Decent settings for DBCP Connection Pools

The Spring Framework course from 2009 is the first course that we’ve re-recorded at VirtualPairProgrammers. Although surprisingly little has changed in Spring since then, we felt it was time to polish the course up a little, to use the latest Spring 4, and in particular to use a more modern format for the video – with the second edition you’ll be able to view it on iPads and mobile devices, as with most of our other courses.

Note: everyone who bought the first edition of the course will automatically receive the second edition on the day of release – currently slated for around the 14 March 2014, but there may be delays as we complete the editing process.


I have actually made very few changes from the original. One area that I felt worthy of update was in our choice of connection pool. In the first edition we used the Apache DBCP connection pool, largely because it was the pool of choice at that time for the reference manual.

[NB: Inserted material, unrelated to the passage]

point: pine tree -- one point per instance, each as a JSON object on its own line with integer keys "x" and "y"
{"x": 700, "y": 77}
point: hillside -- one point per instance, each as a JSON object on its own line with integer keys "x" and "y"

Since then, it’s fair to say that DBCP has come in for a lot of criticism, and other pools such as C3PO, Proxool or the Tomcat pool have become more popular.

There’s a great debate about this at StackOverflow (see here: https://stackoverflow.com/questions/520585 – a shame they closed the question as “not constructive” because it most certainly was constructive).

In the end, however, I decided to continue using DBCP for the second edition, partly to keep consistency with the old course, but also because actually DBCP isn’t that bad – we’ve used it successfully on several large scale projects with high traffic.

I think the biggest problem with DBCP is that the defaults are so poor. If you configure DBCP with just a driver, url, user and pass, then you’re going to end up with a  pool that soon locks up.

On the re-recorded version I alert the viewers to this, and tell you that you really need to tweak the pool to bring it to a performant level. But there isn’t time on the course to get bogged down in this, so I pointed the viewers to this blog post, where some more sensible values can be found.

Our default settings are:

  • maxActive = 150
  • maxIdle = 10
  • minIdle = 5
  • initialSize = 5
  • minEvictableIdleTimeMillis = 1800000
  • timeBetweenEvictionRunsMillis = 1800000
  • maxWait = 10000
  • validationQuery = “SELECT 1”
  • testOnBorrow=true
  • testOnReturn=true
  • testWhileIdle=true

And you set each of these properties in the Spring XML in the same way you set the driver etc. Eg <property name=”maxActive” value=”150″/>

I’m not saying these values are good for any application – you need to test, tweak and tune, but at VPP we use these settings as a starting point, and they are in fact the exact settings we currently have on our live site. Our live site isn’t exactly high traffic in the Facebook/Google sense, but we do get heavy traffic when we release a new course, so these settings should be reasonably good for most average websites.

Having said that, you can also switch to other pools quite easily, but I wanted to capture these defaults somewhere.